You assumption about the BL(PWM) being independent is completely correct. Connecting the backlight to be powered from an external supply:

  • If I have the backlight always on then I get the full coloured screen for about ~1 second after 3V3 goes up until dispondelay (e.g. with disondelay set to 5000 I gets about 4 seconds of colour, with dispondelay set to 200 I get a brief flash).
  • If I turn the backlight on after around 5 seconds I get no flash.

Given what we are visibly seeing and what we see on the scope it feels like it is something in the way we are driving the TI DS90C383. I’ll drop a private message with the relevant part of the schematic.

Thanks,
Paul

Dear @andy.tx ,
Thanks for looking through the schematic.
I will scope the signals you suggest and check the timings, there will be a few milliseconds delay on various of the power supplies to satisfy the power on requirements of the display.

I’d be surprised if RST-TFT# is the culprit, unless there is some interaction on the T20 between GPIO B5 when set by ss.disp_gpio and GPIO I4 which controls RST-TFT#
I will verify it though as we haven’t check it yet.

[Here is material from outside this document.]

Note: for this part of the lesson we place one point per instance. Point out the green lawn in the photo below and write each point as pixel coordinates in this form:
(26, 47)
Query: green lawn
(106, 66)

I’ll send the backlight schematic across in a private message (sorry I had removed it from the page as we had discounted it in the analysis)

Thanks
Paul

Just as a mild clarification, we are not actively controlling GPIO I4 (and so RST-TFT#) ourselves so I presume it will be in the default function of being nRESET_OUT.

Dear @prmartin
Ok, I didn’t have this part of the schematics.
If C-RSTO# is connected to SODIMM 87 (RESET_OUT#), it cannot explain the behavior. The RESET_OUT# timing is fixed and is not effected by the ss.dispondelay setting.
Regards, Andy

Dear @prmartin

I checked again what we could easily do to achieve the required display timings.

Unfortunately I still couldn’t find any bootloader configurations which would achieve a better result than the workaround you are currently using.

However, there might be one more option that could be worth to look at:

  • In the bootloader, configure the BL_POL inverted to the actual polarity. This will cause the bootloader to turn off the backlight
  • In the WinCe registry, configure BL_POL to the correct polarity. Make sure that UseSplashSettings=0 is configured.

With this setup, the display will only turn on while WinCe is booting, which is 2-3 seconds after you would see a splashscreen in the bootloader.
At this point, your display is stable for sure, so you would never see the color flashes.